Allzu früh musste ich den Verlust des mir innig befreundeten ungemein begabten August Henneberg beklagen. Er hatte, obgleich der Kunst von Jugend auf hold, sich doch der ausschliesslichen Beschäftigung mit derselben erst spät zugewendet und verspürte die Folgen davon bis an sein Ende. Es war ein unschätzbarer Vorteil für die Maler des 16. und 17. Jahrhundertes, dass sie schon als Knaben in die Schulen der grossen Meister kamen, und wenn sie zuerst auch nur Farbenreiberdienste thaten, doch nach und nach, ebenso leicht, wie ein Kind fremde Sprachen erlernt, sich fast spielend die Technik des Zeichnens und Malens aneigneten. Talent und Genie lassen sich nicht lernen, und wo sie fehlen, wird alle Uebung nie zur Produktion von Bedeutendem führen; doch wo sie vorhanden sind, wird ihre volle Entwickelung durch frühe Uebung sehr erleichtert, und der Künstler, der letzterer entbehrt, hat diesen Mangel noch lange, wenn nicht für immer zu empfinden.

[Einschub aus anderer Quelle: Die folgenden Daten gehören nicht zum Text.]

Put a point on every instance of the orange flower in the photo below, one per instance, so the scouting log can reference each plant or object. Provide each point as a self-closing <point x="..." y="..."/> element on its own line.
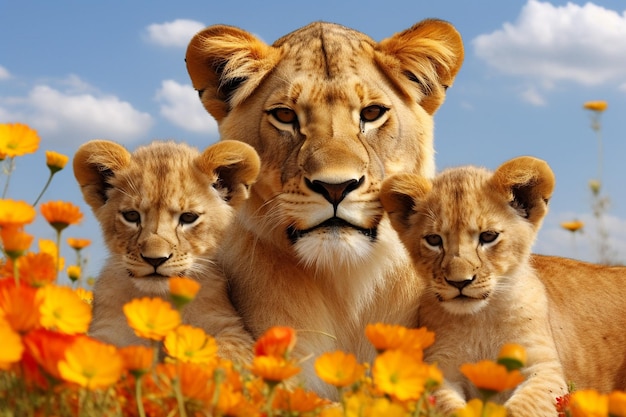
<point x="273" y="369"/>
<point x="617" y="404"/>
<point x="12" y="348"/>
<point x="61" y="214"/>
<point x="490" y="376"/>
<point x="398" y="374"/>
<point x="572" y="226"/>
<point x="183" y="290"/>
<point x="392" y="336"/>
<point x="19" y="305"/>
<point x="598" y="105"/>
<point x="91" y="364"/>
<point x="17" y="139"/>
<point x="338" y="368"/>
<point x="190" y="344"/>
<point x="15" y="241"/>
<point x="589" y="403"/>
<point x="78" y="244"/>
<point x="137" y="359"/>
<point x="276" y="341"/>
<point x="151" y="318"/>
<point x="16" y="213"/>
<point x="63" y="310"/>
<point x="55" y="161"/>
<point x="512" y="356"/>
<point x="37" y="269"/>
<point x="297" y="401"/>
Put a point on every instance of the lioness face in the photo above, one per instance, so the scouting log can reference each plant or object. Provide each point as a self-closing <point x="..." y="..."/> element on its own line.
<point x="333" y="115"/>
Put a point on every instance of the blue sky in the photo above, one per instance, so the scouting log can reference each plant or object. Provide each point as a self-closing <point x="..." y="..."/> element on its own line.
<point x="80" y="70"/>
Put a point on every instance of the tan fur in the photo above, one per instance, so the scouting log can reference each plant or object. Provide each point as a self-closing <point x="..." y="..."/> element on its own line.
<point x="146" y="203"/>
<point x="505" y="301"/>
<point x="312" y="248"/>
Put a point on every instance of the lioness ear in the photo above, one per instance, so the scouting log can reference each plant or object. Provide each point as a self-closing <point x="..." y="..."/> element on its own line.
<point x="430" y="54"/>
<point x="236" y="166"/>
<point x="527" y="184"/>
<point x="94" y="163"/>
<point x="225" y="65"/>
<point x="399" y="194"/>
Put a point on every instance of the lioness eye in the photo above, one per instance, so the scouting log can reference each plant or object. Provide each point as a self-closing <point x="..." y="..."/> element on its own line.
<point x="433" y="240"/>
<point x="488" y="237"/>
<point x="188" y="218"/>
<point x="371" y="113"/>
<point x="284" y="115"/>
<point x="132" y="216"/>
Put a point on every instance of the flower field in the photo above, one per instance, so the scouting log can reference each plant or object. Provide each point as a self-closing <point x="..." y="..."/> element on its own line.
<point x="50" y="366"/>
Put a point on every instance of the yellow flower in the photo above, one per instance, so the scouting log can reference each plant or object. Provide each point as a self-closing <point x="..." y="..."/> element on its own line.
<point x="63" y="310"/>
<point x="183" y="290"/>
<point x="190" y="344"/>
<point x="73" y="272"/>
<point x="61" y="214"/>
<point x="490" y="376"/>
<point x="17" y="139"/>
<point x="513" y="356"/>
<point x="617" y="404"/>
<point x="572" y="226"/>
<point x="151" y="318"/>
<point x="338" y="368"/>
<point x="589" y="403"/>
<point x="12" y="348"/>
<point x="273" y="368"/>
<point x="474" y="408"/>
<point x="392" y="336"/>
<point x="78" y="244"/>
<point x="137" y="359"/>
<point x="16" y="213"/>
<point x="598" y="105"/>
<point x="15" y="241"/>
<point x="91" y="364"/>
<point x="55" y="161"/>
<point x="400" y="375"/>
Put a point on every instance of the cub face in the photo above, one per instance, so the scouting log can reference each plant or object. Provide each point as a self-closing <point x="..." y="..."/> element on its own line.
<point x="469" y="230"/>
<point x="163" y="208"/>
<point x="331" y="112"/>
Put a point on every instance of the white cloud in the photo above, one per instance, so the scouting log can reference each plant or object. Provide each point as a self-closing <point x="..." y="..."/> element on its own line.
<point x="181" y="106"/>
<point x="71" y="117"/>
<point x="176" y="33"/>
<point x="583" y="44"/>
<point x="4" y="73"/>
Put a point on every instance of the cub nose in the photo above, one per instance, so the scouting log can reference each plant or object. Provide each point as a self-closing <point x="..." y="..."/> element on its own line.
<point x="334" y="193"/>
<point x="462" y="283"/>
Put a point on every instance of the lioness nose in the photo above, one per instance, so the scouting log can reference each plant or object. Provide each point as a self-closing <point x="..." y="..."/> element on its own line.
<point x="460" y="284"/>
<point x="155" y="262"/>
<point x="334" y="193"/>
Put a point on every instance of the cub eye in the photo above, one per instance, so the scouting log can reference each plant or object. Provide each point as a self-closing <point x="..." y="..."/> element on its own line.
<point x="433" y="240"/>
<point x="188" y="218"/>
<point x="373" y="112"/>
<point x="284" y="115"/>
<point x="132" y="216"/>
<point x="488" y="237"/>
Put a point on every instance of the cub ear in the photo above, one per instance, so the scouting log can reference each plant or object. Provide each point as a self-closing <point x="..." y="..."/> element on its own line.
<point x="527" y="184"/>
<point x="430" y="54"/>
<point x="225" y="65"/>
<point x="400" y="194"/>
<point x="236" y="166"/>
<point x="94" y="163"/>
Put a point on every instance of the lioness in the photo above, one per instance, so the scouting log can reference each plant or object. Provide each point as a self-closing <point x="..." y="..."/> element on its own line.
<point x="331" y="113"/>
<point x="469" y="233"/>
<point x="163" y="210"/>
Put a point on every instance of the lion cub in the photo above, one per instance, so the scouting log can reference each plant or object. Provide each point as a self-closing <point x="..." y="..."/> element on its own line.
<point x="163" y="210"/>
<point x="469" y="232"/>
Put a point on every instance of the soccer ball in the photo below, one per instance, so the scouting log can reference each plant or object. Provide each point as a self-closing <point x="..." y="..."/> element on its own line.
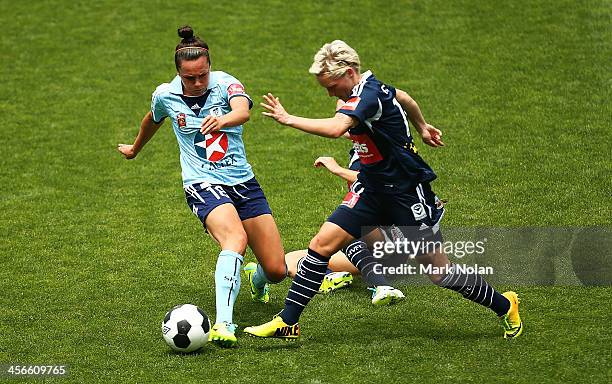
<point x="185" y="328"/>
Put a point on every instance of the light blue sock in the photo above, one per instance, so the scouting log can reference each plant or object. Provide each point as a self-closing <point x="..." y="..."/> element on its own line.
<point x="227" y="284"/>
<point x="259" y="278"/>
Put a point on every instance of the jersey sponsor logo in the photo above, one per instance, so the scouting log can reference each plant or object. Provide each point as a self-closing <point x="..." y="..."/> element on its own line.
<point x="351" y="104"/>
<point x="181" y="120"/>
<point x="350" y="199"/>
<point x="235" y="89"/>
<point x="212" y="147"/>
<point x="418" y="211"/>
<point x="366" y="149"/>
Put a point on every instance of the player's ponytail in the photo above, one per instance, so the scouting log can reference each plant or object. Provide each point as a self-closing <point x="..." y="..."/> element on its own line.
<point x="190" y="48"/>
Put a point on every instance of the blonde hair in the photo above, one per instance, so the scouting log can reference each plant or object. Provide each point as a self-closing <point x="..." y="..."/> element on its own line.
<point x="333" y="59"/>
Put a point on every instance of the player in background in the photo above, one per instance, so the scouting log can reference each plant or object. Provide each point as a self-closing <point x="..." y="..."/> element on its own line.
<point x="207" y="110"/>
<point x="340" y="268"/>
<point x="395" y="182"/>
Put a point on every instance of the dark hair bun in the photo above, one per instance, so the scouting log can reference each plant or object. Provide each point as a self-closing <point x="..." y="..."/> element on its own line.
<point x="186" y="32"/>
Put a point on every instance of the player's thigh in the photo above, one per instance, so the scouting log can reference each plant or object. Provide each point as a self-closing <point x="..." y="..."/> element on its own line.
<point x="225" y="227"/>
<point x="264" y="239"/>
<point x="292" y="259"/>
<point x="330" y="239"/>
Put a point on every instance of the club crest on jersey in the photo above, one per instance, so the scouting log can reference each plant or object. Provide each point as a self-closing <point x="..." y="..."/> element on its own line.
<point x="211" y="147"/>
<point x="181" y="120"/>
<point x="366" y="149"/>
<point x="418" y="211"/>
<point x="235" y="89"/>
<point x="351" y="104"/>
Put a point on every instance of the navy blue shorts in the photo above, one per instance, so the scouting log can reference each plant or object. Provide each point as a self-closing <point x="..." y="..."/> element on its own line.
<point x="248" y="199"/>
<point x="418" y="211"/>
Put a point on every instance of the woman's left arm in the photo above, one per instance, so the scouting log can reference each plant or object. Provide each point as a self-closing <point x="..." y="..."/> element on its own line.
<point x="238" y="115"/>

So erging es Henneberg. Ich möchte ihm mehr als Talent, ich möchte ihm Genie zuschreiben; allein er arbeitete mit grosser Anstrengung, und da er als echter Künstler sich nicht Rast gönnte, bis er Komposition, Zeichnung und Färbung zu seiner vollkommenen Zufriedenheit bewältigt hatte, rückte sein Schaffen sehr langsam vor. Mit seinem „Ritt nach dem Glücke“ war er wohl zehn Jahre lang beschäftigt; nachdem er unter vieler Mühe die Zeichnung in festen Strichen auf die Leinwand gebracht, änderte er doch beständig, und oft in nicht glücklicher Weise, daran. Es war in ihm eine gewisse Unsicherheit; jede kritische Auslassung seiner Freunde erschien ihm als wichtig; oft befolgte er den Ratschlag des Einen, bis dann ein Anderer in sein Atelier trat und er, diesem Gehör gebend, wieder zu seinem früheren Entwurfe zurückkehrte. So ist die Komposition vielmals umgeworfen und neu gestaltet worden, bis sie zuletzt in ihre endgültige Form kam, die der Maler doch nur missmutig bestehen liess, indem er daran verzweifelte, etwas ganz Genügendes schaffen zu können. Ich glaube nicht, dass diese letzte Form die glücklichste war; bei ihrem Anblick schien es mir, dass ich das Bild früher viel schöner gesehen hätte. Das erste Gemälde, durch das Henneberg verdientes Aufsehen erregte, war seine wilde Jagd, die er zweimal gemalt hat. Das eine

[39]

Exemplar war lange zu Paris in Privatbesitz geblieben und ist jetzt in die Nationalgalerie nach Berlin gelangt. Das zweite, etwas kleinere, schmückt meine Sammlung. Als ich es zum erstenmale in dem Salon zu Paris sah, wo es gemalt worden war, hörte ich einen Kunstfreund, der davor stand, zu dem andern sagen: Voilà un peintre qui a bien étudié son Delacroix, und dass es unter dem Einfluss dieses genialen Franzosen entstanden, ist unverkennbar. Das Bild schildert nach Bürgers Ballade, wie der wilde Jäger mit seinem Gefolge auf brausenden Rossen durch das Getreidefeld hinsprengt, und ein jammerndes Weib sich vor ihm niederwirft, ihn beschwörend, nicht ihren gesammten Besitz zu Grunde zu richten. Neben ihm befindet sich seine Geliebte, zu seiner Rechten sein guter, zur Linken sein böser Engel. Das Bild bezeichnet einen Höhepunkt der neueren Kunst; es ist aus einer stark anschauenden Phantasie hervorgegangen. Nur wahre Genialität konnte alle diese vom Wirbel der wildesten Bewegung fortgerissenen Gestalten in ihren verschiedenen Stellungen konzipiren; nur die höchste, wenn auch mit Anstrengung errungene Meisterschaft sie so wiedergeben. Besonders bewundernswert ist auch die Farbe, welche, in ihrer Verteilung auf die Figuren, die Illusion des Unstäten, Vorüberfliehenden hervorruft; man glaubt buchstäblich das Zittern der Aehren, den hinsausenden Galopp der Rosse und die vorwärts stürzende Hast der Reiter zu sehen.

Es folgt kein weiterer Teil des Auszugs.